© JUNGE FREIHEIT Verlag GmbH & Co.  www.jungefreiheit.de  36/10 03. September 2010

Gianluca Iannone und seine „Casa Pound“ sorgen für Beachtung in italienischen Medien
Der schwarze Herbergsvater
Martin Lichtmesz

Daß nicht nur Linksautonome Häuser besetzen können, bewies im Dezember 2003 eine Gruppe entschlossener Schwarzhemden, als sie ein leerstehendes Gebäude im Stadtzentrum Roms im Sturmangriff nahm und in Anspielung auf den 1972 verstorbenen, bedeutenden US-Dichter und Parteigänger des italienischen Faschismus Ezra Pound in „Casa Pound“ umtaufte (www.casapounditalia.org).

Auch sonst fischen die römischen Militanten frech in den Gewässern des ideologischen Feindes: Das besetzte Haus dient nicht nur als Veranstaltungsort und Kommandobrücke, sondern auch als Heim für zwanzig obdachlose Familien.

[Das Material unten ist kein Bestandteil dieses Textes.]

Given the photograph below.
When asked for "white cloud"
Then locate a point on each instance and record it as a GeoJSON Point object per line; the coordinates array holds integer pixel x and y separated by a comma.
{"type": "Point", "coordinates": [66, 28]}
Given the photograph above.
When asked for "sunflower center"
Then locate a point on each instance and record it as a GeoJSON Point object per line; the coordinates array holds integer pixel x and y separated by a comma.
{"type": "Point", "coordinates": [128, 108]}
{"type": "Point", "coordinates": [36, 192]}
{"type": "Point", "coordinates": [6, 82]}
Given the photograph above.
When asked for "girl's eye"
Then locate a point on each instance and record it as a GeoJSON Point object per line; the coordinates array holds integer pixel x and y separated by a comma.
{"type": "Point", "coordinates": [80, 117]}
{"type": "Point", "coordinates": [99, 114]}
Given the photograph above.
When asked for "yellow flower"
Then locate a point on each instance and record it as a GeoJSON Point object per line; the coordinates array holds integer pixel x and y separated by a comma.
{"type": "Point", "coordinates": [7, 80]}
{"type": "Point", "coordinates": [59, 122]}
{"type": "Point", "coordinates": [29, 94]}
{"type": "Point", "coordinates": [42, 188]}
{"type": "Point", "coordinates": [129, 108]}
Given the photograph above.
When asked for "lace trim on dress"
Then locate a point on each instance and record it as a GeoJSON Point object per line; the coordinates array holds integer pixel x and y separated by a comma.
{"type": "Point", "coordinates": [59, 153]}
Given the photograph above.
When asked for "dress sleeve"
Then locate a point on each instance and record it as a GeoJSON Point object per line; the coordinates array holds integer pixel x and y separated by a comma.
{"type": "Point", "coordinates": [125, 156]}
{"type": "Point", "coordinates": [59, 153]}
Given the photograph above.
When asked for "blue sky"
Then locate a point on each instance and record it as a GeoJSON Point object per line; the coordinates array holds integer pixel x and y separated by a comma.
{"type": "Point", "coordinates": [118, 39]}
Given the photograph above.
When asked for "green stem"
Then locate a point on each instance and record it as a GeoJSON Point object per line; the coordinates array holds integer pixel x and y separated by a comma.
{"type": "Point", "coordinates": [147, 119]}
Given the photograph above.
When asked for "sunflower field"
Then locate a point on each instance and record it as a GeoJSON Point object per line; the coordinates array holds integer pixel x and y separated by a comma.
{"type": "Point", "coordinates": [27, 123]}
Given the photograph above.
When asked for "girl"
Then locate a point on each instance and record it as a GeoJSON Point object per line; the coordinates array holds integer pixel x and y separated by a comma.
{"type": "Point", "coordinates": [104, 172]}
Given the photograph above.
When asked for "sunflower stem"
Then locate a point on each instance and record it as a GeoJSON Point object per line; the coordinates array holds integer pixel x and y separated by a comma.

Dem entspricht ihr sozialrevolutionäres Programm „Gegen jeglichen Wucher!“ sowie eine bilderstürmerische Ikonographie, in der neben den faschistischen Idolen, dem Futuristen Marinetti und dem Symbolisten D’Annunzio auch Comic-Helden, linke Liedermacher oder gar Che Guevara ihren Platz haben.

Die „Poundistas“ schöpfen ihre Parolen jedoch weniger aus der esoterischen Lyrik ihres Namenspatrons, sondern eher aus den Texten der kultisch verehrten Hatecore-Band „Zetazeroalfa“. Deren verschlungenes, geflügeltes Logo (www.zetazeroalfa.org) ist im einschlägigen Milieu ebenso omnipräsent wie das Emblem der Casa Pound: eine Schildkröte mit achteckigem Panzer.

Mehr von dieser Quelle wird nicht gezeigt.